Filmin başında "Bakkaldaki kır saçlı adam kapıya doğru baktı" şeklindeki betimleme cümlesini duyuyoruz. Filmin baş rol oyuncusu sesinden Şener Şen olduğunu sandığımız karakterden söz ediliyor. Ancak kendisi filmde ilk defa karşımıza çıkıyor olmasına karşın betimleme seslendirmeni Şener Şen demiyor. Oysa diğer baş rol oyuncularının kimler olduğu bana göre doğru bir tercihle söyleniyor. Ben Şener Şen'in filmde gerçekten rol mü aldığını yoksa seslendirmemi yaptığını merak ettim. Çünkü televizyonda film izlerken anneme “Şener Şen bu” dediğimde annem, "Hayır değil, ses onun sesi ama oyuncu başkası" demişti bir keresinde. Diyeceksiniz ki filmi izlemeden önce tanıtımını bir okumadın mı? Yooo! Böyle yapan var mıdır? Okunması doğru bir şey olurdu. Ancak yurdum insanının büyük bir kısmı böyle yapmıyordur sanırım.

 

Aynı zamanda bakkal olan belediye başkanı, gazetedeki haberi okuduğunda duygu değişiklikleri yaşar. Betimlemede bu çok güzel ifade edilmiş. Heyecanı, telaşı vs.

 

İlk belediye meclis toplantısında cumhurbaşkanını nasıl karşılayacaklarını düşünürken Musa kalkıp Cemal Çavuş'u dürter. Çiğdem Yeşilırmak "Cemal'i" derken "Cemaal'i" gibi A'yı uzatarak söyleyince sanki başka birinden söz ediyor gibi olmuş. Sonra aynı kişi olduğunu anlayınca güldüm ben kendi kendime.

 

Meclis toplantısında cumhurbaşkanını karşılama komitesi oluşturulması ve bando takımı kurulması için oylama yapılır. “Hayır” ve “evet” diyenlerin oylamasında kalkan eller ve oylama sonucu betimleme seslendirmenince söylenir.

 

Ancak komite üyelerinin seçimi de olur ama bu seçime dair hiçbir şey denilmez.
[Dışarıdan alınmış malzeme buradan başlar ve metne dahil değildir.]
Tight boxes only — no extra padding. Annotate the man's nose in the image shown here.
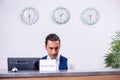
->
[52,49,56,54]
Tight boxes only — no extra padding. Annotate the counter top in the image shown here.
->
[0,71,120,78]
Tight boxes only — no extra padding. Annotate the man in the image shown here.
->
[41,34,69,70]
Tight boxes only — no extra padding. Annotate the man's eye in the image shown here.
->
[55,47,58,50]
[50,48,53,50]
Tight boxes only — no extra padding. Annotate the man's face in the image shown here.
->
[45,40,60,59]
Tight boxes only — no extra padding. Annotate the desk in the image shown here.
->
[0,71,120,80]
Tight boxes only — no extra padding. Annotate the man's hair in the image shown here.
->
[45,33,60,45]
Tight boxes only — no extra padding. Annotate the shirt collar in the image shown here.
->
[47,54,60,61]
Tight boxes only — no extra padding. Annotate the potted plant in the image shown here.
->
[105,31,120,68]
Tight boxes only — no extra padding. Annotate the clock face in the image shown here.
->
[81,8,100,25]
[21,8,39,25]
[53,7,70,24]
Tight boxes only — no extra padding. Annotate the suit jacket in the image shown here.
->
[41,55,68,70]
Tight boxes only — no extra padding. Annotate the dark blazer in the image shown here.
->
[41,55,68,70]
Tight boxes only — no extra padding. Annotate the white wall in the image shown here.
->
[0,0,120,71]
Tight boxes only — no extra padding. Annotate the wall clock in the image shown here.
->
[81,8,100,25]
[53,7,70,24]
[21,7,39,25]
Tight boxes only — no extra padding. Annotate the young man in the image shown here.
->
[41,34,69,70]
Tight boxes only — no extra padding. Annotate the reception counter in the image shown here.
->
[0,70,120,80]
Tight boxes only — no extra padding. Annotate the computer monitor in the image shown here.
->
[7,58,40,71]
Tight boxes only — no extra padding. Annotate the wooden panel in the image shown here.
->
[0,75,120,80]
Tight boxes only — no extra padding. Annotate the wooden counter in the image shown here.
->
[0,71,120,80]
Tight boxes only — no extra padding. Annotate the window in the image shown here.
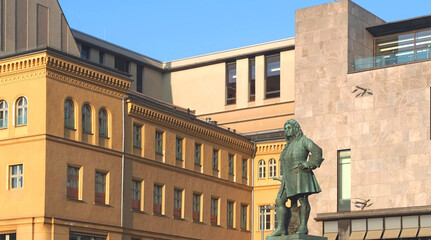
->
[226,63,236,105]
[240,204,248,230]
[278,161,283,177]
[115,56,129,73]
[210,198,218,225]
[242,159,248,178]
[82,104,93,133]
[355,29,431,70]
[99,109,108,138]
[99,51,105,64]
[156,131,163,154]
[153,184,163,214]
[0,100,8,128]
[175,138,183,160]
[67,166,79,199]
[226,202,234,227]
[268,158,277,178]
[213,149,219,171]
[258,160,266,178]
[193,193,202,222]
[227,154,234,175]
[81,45,90,60]
[133,124,142,148]
[16,97,27,126]
[132,180,142,211]
[64,99,75,129]
[95,172,106,204]
[9,164,24,189]
[174,189,183,218]
[0,233,16,240]
[259,206,271,231]
[69,232,106,240]
[248,58,256,102]
[265,54,280,98]
[338,149,351,212]
[195,143,202,165]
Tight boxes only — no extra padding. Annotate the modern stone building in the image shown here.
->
[0,0,431,240]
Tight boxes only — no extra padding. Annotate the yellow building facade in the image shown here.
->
[0,49,253,239]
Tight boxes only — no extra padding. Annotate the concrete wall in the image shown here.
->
[295,0,431,238]
[0,0,80,56]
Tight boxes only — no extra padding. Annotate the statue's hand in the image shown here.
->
[298,162,310,170]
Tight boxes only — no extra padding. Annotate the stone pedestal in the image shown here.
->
[265,234,328,240]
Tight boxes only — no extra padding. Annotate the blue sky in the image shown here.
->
[59,0,431,61]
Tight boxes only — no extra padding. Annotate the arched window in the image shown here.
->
[0,100,8,128]
[258,160,266,178]
[268,158,277,178]
[82,104,92,133]
[99,109,108,137]
[16,97,27,126]
[64,99,75,129]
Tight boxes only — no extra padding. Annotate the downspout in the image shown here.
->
[250,142,256,240]
[121,98,126,231]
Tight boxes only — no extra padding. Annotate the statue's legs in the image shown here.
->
[268,189,290,237]
[296,195,311,234]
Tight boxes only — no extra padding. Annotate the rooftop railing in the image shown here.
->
[355,47,431,70]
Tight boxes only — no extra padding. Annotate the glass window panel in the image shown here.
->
[338,150,351,211]
[416,30,431,48]
[376,33,414,55]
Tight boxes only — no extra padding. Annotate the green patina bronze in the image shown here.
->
[266,119,323,240]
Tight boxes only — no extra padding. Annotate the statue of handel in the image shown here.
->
[268,119,323,237]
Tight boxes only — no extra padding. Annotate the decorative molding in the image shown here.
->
[0,50,131,98]
[256,142,286,155]
[128,102,253,154]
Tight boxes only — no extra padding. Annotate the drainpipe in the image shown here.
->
[121,98,126,230]
[250,142,256,240]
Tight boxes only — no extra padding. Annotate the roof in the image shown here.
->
[367,15,431,37]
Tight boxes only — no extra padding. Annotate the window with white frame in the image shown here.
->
[9,164,24,189]
[268,158,277,178]
[259,206,271,231]
[133,124,142,148]
[213,149,219,170]
[258,160,266,178]
[64,99,75,129]
[132,179,142,211]
[16,97,28,126]
[228,154,234,175]
[155,131,163,154]
[0,100,8,128]
[82,104,93,133]
[99,108,108,138]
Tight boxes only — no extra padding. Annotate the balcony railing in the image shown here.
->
[355,47,431,70]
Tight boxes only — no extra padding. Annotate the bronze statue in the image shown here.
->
[268,119,323,238]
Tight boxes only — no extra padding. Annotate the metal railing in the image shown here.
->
[355,47,431,70]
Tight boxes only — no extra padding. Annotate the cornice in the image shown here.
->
[0,51,131,98]
[256,142,286,155]
[128,102,253,154]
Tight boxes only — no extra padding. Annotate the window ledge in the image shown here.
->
[130,209,148,215]
[66,197,86,203]
[153,212,168,218]
[94,202,113,208]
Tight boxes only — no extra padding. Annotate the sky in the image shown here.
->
[58,0,431,61]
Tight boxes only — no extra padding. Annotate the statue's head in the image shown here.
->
[284,119,303,139]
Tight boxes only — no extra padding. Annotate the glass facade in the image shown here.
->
[338,149,352,212]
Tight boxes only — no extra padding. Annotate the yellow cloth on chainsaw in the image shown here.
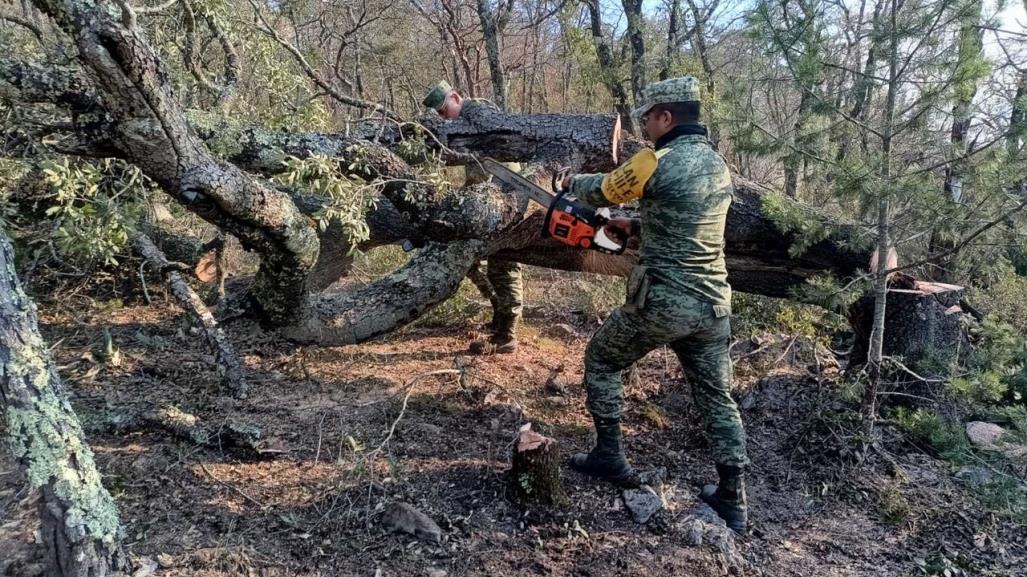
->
[603,148,670,204]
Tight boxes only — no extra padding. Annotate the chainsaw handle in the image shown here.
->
[592,223,627,255]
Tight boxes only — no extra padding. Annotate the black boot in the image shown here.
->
[570,417,641,488]
[699,463,749,535]
[468,313,520,354]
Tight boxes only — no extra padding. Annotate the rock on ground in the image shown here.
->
[623,485,663,524]
[382,502,443,543]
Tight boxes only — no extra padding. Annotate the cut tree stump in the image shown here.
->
[848,275,971,383]
[510,423,570,507]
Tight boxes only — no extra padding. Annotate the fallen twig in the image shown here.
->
[135,234,248,398]
[199,463,268,510]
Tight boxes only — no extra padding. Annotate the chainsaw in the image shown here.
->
[482,158,627,255]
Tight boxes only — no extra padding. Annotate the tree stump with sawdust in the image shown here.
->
[848,275,974,383]
[510,423,569,507]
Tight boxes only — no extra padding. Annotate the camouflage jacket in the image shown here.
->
[570,126,733,310]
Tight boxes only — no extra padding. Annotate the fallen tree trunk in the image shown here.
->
[280,240,487,346]
[848,275,971,379]
[135,234,248,398]
[0,226,127,577]
[0,57,868,343]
Filmin repliklerinden kabul edildiğini anlıyoruz ama bence yine de söylenebilirdi.

 

Beni ikilemde bırakan bir sahne de şefin kasabaya ilk gelişi sahnesi. Betimlemede "Trenden takım elbiseli, papyonlu, bıyıklı bir adam, Ali Uyandıran valiziyle indi. Başkanlara doğru bakıp üstünü düzeltti. Tren hareket ediyor. Başkan ve üyeler de takım elbiseli, inen adama bakıyorlar." Öncelikle burada "inen" derken sanki önünde başka bir sözcük daha varmış da montajda hasara uğramış gibi çok dikkatli dinlediğinizde fark ediyorsunuz bunu. Eğer montajda hasara uğrayan bir sözcük yoksa ikinci “takım elbiseli” ifadesinden sonra bir duraklama var. Böyle olunca da başkan ve üyeler de mi takım elbiseli? Veyahut takım elbiseli trenden inen adama mı bakıyorlar? Biraz arada kalmış bu durum.

 

Piyango sonrası toplanan paraları saydıkları sahnenin devamında başkan dövünmektedir. Çünkü toplanan para hedeflenenden azdır ve ihtiyaca yetmemektedir. Başkan çaresizlik içinde bando şefine sorar: "Bi daha düşün Sayın Şefim, yetmez mi bu para?" der. Betimleme cümlesi ise "Latif başıyla hayır dedi" şeklindedir. Mantıken başıyla hayır diyenin başkan değil şef olması gerekir. Oysa Latif, belediye başkanının adı. Bando şefinin adı ise rol gereği Murat. Trenden indiğinde kendini böyle tanıtmıştı.

 

Satın Alma ve Mali İşler Komisyonu üyeleri Musa ile Tacettin'in şefin kapısına zil zurna sarhoş hayat kadınını bıraktıkları sahnede, betimlemenin anlatımı çok güzel olmuş bence. Durumun anlam ve önemine uygun cinsinden. Şöyle anlatıyor, "Musalar ellilerindeki kadını kapı önünde bırakıp tüydü." Devamında "Köşede soteye yattılar."

 

Yukarıda söylediğim gibi “Kadı kızında da olur” cinsinden betimleme hataları bunlar. Daha kusursuz yapımlar ve birbirimizi besleyebilmemiz için gerekli geri dönütler bence.

 

Eğer sesli betimleme olmasaydı eski bir film olmasına karşın, ki eski filmlerde replikler daha fazla olduğundan çoğunlukla anlaşılırlığı körler için daha fazladır, bu filmin pek çok sahnesini anlamazdım. Hele hele son sahnesini hiç hiçine anlamazdım. İyi ki sesli betimleme ve ona gönül koyanlar var.

 


Sesli Dinle

Yorumlar

Bu yazı için henüz yorum yok.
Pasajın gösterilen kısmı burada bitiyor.